Although he did not put forward specific language, the legislation that Chaudhuri proposes would be similar to bills that Democrats in the U.S. House are trying to bring to the floor through a sit-in at the Capitol in Washington, D.C. That language would say that anyone on the federal terrorist watch list would be denied the right to buy a firearm.
It's unclear how North Carolina might gain access to that watch list, although Chaudhuri pointed to similar actions in Connecticut and New Jersey. The terrorist watch list has been criticized by civil libertarians as an overly broad dragnet that has captured law-abiding citizens along with those who have shown the potential to harm U.S. citizens. Chaudhuri insisted at a news conference Thursday morning that an administrative appeals process would allow those wrongly restricted to pursue their right to own a firearm.
Regardless of the potential technical pitfalls, it's unlikely this measure will move. Senior lawmakers are working toward closing down this year's legislative session and have been trying to limit the number of controversial measures coming to lawmakers in what they hope will be the closing days of the session.
Berger, R-Rockingham, said that lack of time by itself would not be a bar to acting. However, he said that it's unlikely lawmakers would back off efforts to close down the session for the year based on a speculative proposal. Asked about the idea of using the federal terror watch list as a ban to bar people from buying guns, Berger said he has a lot of questions.
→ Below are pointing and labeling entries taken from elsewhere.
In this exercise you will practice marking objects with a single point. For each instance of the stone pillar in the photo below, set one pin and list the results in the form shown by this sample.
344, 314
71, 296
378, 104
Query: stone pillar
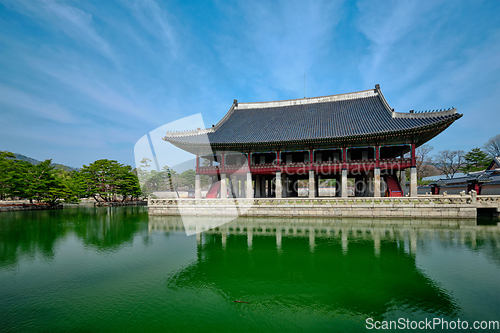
197, 186
249, 186
316, 187
376, 183
338, 186
223, 186
402, 180
343, 183
369, 185
312, 186
279, 190
413, 182
249, 237
257, 186
278, 238
242, 187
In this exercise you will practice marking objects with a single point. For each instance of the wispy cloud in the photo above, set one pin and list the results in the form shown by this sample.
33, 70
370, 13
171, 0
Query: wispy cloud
72, 21
35, 106
155, 19
282, 41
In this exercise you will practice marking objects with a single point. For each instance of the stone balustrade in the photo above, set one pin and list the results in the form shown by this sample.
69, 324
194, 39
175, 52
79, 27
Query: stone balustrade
462, 207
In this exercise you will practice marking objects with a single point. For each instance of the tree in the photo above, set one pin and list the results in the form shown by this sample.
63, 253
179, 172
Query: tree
449, 162
475, 160
7, 171
423, 161
492, 147
105, 179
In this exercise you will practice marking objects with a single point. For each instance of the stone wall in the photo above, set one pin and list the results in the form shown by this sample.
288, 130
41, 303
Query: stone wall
436, 207
20, 207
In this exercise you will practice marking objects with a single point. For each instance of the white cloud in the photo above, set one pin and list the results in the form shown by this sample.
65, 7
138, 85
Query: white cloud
35, 106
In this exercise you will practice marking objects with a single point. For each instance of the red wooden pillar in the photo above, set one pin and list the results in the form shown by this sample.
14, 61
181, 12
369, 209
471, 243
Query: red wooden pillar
311, 158
344, 158
413, 159
249, 160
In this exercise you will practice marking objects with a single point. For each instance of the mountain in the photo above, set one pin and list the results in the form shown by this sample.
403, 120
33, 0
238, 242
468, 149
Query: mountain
35, 162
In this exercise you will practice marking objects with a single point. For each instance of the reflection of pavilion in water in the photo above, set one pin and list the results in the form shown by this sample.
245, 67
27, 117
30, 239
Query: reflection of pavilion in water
406, 231
319, 265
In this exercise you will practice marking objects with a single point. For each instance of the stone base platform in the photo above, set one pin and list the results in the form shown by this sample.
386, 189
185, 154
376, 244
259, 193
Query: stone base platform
419, 208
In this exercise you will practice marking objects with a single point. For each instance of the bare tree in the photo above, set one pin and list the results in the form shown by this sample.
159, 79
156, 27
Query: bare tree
493, 146
423, 160
449, 162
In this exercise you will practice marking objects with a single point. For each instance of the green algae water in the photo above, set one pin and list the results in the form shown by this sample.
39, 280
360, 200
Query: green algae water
119, 270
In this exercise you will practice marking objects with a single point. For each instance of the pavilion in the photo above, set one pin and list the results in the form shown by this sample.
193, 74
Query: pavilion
263, 149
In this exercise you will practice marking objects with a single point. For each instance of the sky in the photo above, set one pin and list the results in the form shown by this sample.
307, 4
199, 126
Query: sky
85, 80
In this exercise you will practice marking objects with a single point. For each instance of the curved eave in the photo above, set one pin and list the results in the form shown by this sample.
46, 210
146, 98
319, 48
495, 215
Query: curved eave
428, 129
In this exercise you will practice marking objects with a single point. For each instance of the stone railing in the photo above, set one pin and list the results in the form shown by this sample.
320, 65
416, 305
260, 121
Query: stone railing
325, 202
488, 200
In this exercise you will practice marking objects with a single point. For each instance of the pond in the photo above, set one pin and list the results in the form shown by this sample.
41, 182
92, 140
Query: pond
117, 269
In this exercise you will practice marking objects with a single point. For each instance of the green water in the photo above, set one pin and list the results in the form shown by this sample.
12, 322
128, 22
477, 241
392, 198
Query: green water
117, 270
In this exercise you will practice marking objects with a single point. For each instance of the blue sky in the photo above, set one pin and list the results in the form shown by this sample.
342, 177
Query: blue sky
84, 80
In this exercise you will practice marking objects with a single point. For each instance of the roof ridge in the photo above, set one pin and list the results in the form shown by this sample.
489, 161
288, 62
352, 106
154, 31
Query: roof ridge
308, 100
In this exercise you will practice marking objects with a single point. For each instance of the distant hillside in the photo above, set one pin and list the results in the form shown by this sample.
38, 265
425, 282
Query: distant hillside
35, 162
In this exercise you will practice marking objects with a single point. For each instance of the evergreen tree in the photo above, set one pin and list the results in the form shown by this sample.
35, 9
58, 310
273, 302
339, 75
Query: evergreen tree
475, 160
"First of all, who is on that list? Do we know how folks get on that list? Is there some way to get off the list, and what's the procedures? I mean, we're talking about folks' constitutional rights," Berger said. "While, again, the situation in Orlando is something nobody is wanting to see replicated, the solution needs to be one that actually impacts those sorts of things and does it in a way that does not infringe on people's rights."